DBMS-Storage of Databases
Databases typically store large amounts of data that must persist over long periods of time. The data is accessed and processed repeatedly during this period. This contrasts with the notion of transient data structures that persist for only a limited time during program execution. Most databases are stored permanently (or persistently) on magnetic disk secondary storage, for the following reasons:• Generally, databases are too large to fit entirely in main memory.
• The circumstances that cause permanent loss of stored data arise less frequently for disk secondary storage than for primary storage. Hence, we refer to disk—and other secondary storage devices—as nonvolatile storage, whereas main memory is often called volatile storage.
• The cost of storage per unit of data is an order of magnitude less for disk than for primary storage.
Some of the newer technologies—such as optical disks, DVDs, and tape jukeboxes—are likely to provide viable alternatives to the use of magnetic disks. For now, however, it is important to study and understand the properties and characteristics of magnetic disks and the way data files can be organized on disk in order to design effective databases with acceptable performance.
Magnetic tapes are frequently used as a storage medium for backing up the database because storage on tape costs even less than storage on disk. However, access to data on tape is quite slow. Data stored on tapes is off-line; that is, some intervention by an operator—or an automatic loading device—to load a tape is needed before this data becomes available. In contrast, disks are on-line devices that can be accessed directly at any time.
The techniques used to store large amounts of structured data on disk are important for database designers, the DBA, and implementers of a DBMS. Database designers and the DBA must know the advantages and disadvantages of each storage technique when they design, implement, and operate a database on a specific DBMS. Usually, the DBMS has several options available for organizing the data, and the process of physical database design involves choosing from among the options the particular data organization techniques that best suit the given application requirements. DBMS system implementers must study data organization techniques so that they can implement them efficiently and thus provide the DBA and users of the DBMS with sufficient options.
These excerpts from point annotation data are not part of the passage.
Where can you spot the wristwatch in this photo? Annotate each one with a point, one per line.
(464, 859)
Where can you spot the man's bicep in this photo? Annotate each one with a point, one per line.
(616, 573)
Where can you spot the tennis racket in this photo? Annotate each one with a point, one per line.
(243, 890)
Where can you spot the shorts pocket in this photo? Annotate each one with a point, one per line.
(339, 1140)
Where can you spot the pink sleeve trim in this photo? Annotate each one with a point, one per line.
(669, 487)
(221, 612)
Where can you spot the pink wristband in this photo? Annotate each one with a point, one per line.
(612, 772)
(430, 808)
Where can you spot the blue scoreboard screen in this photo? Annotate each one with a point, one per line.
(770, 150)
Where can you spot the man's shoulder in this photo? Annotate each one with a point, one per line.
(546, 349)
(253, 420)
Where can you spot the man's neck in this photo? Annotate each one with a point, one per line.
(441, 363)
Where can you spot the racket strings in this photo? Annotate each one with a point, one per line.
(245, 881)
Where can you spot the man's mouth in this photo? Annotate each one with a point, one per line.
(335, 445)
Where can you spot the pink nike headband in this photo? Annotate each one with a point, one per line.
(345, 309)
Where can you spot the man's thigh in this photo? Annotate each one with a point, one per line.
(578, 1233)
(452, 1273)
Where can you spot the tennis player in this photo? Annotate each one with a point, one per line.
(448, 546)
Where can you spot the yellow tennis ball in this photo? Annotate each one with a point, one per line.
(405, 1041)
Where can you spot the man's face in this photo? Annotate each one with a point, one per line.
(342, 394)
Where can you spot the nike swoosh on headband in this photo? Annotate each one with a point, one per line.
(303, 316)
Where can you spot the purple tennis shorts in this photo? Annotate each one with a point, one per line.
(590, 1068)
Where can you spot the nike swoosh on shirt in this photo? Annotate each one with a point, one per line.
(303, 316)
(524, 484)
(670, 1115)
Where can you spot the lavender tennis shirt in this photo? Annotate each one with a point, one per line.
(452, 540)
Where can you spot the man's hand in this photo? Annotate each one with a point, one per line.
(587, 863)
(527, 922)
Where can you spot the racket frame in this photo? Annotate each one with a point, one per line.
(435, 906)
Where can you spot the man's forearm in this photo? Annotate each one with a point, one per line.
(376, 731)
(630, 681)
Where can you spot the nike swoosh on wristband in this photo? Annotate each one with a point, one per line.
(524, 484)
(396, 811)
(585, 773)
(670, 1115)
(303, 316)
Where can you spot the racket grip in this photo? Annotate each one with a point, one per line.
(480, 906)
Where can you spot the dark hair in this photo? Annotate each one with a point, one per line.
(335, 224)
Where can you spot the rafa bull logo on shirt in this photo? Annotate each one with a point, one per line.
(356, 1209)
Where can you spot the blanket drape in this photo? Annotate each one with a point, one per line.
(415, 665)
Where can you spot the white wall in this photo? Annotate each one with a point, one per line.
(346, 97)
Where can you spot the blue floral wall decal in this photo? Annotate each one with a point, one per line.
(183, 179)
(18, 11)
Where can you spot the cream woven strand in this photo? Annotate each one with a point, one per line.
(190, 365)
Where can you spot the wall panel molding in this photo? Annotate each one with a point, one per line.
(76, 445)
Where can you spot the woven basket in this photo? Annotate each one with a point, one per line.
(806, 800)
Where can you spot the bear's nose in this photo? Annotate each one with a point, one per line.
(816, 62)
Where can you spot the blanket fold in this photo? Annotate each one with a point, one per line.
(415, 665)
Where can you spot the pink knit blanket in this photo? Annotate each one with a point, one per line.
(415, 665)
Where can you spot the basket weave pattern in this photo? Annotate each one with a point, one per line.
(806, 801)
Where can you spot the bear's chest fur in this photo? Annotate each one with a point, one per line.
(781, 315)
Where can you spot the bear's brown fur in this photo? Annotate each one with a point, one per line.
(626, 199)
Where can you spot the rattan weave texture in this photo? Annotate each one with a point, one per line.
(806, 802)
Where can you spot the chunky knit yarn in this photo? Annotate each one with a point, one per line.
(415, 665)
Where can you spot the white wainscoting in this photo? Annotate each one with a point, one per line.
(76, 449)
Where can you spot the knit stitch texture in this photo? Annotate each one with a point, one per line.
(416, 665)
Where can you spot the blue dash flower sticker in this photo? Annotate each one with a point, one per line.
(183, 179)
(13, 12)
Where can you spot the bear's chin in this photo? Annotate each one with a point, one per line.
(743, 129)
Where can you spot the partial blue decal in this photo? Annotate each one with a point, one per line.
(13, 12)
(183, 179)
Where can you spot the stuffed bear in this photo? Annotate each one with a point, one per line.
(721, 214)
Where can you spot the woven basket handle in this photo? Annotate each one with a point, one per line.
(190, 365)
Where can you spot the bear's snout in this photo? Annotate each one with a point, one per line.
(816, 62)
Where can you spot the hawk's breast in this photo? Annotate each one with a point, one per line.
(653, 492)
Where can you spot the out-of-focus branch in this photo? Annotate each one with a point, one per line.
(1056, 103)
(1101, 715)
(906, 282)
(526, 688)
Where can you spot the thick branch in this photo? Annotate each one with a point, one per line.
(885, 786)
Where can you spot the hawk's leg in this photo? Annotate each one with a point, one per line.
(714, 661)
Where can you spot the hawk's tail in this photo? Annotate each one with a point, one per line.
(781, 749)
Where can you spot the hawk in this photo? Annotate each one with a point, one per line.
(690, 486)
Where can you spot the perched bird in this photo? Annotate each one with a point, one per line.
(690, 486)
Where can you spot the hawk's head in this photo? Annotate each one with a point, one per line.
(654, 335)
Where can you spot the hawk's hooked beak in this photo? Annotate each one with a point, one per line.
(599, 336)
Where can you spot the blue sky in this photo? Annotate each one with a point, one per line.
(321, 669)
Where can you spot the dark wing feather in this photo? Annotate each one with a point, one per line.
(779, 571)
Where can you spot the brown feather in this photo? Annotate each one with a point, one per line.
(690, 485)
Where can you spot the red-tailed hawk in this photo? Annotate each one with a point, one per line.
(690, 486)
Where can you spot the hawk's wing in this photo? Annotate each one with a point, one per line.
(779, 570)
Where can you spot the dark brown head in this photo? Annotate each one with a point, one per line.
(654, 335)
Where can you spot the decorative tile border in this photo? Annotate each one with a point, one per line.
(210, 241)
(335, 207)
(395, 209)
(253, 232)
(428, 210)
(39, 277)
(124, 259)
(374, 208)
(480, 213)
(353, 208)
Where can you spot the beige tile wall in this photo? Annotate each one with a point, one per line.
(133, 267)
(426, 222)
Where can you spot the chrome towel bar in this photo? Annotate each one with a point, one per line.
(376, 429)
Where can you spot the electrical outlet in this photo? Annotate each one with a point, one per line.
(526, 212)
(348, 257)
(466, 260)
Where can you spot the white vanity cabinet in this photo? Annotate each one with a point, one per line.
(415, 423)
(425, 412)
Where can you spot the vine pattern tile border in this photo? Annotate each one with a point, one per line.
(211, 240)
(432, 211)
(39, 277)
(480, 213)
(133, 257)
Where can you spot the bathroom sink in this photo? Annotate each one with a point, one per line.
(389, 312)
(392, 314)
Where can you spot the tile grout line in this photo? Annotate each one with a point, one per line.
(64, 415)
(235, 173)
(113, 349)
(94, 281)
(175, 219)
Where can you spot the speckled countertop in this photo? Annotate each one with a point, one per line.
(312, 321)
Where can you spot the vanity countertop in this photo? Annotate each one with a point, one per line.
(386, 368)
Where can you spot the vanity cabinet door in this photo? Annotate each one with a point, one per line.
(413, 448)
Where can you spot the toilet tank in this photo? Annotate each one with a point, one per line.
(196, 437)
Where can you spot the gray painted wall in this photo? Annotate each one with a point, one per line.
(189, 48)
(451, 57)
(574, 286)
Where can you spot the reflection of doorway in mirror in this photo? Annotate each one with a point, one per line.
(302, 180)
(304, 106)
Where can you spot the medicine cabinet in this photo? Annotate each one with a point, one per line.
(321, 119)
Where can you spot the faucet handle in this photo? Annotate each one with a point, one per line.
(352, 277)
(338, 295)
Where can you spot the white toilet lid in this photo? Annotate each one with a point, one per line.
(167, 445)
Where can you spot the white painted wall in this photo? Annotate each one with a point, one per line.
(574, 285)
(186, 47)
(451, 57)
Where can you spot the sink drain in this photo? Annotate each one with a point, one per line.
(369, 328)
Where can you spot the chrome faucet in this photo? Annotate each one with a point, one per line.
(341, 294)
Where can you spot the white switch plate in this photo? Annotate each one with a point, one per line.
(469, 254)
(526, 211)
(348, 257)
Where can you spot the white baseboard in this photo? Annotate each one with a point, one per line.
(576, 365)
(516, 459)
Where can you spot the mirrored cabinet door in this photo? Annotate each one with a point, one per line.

Typical database applications need only a small portion of the database at a time for processing. Whenever a certain portion of the data is needed, it must be located on disk, copied to main memory for processing, and then rewritten to the disk if the data is changed. The data stored on disk is organized as files of records. Each record is a collection of data values that can be interpreted as facts about entities, their attributes, and their relationships. Records should be stored on disk in a manner that makes it possible to locate them efficiently whenever they are needed.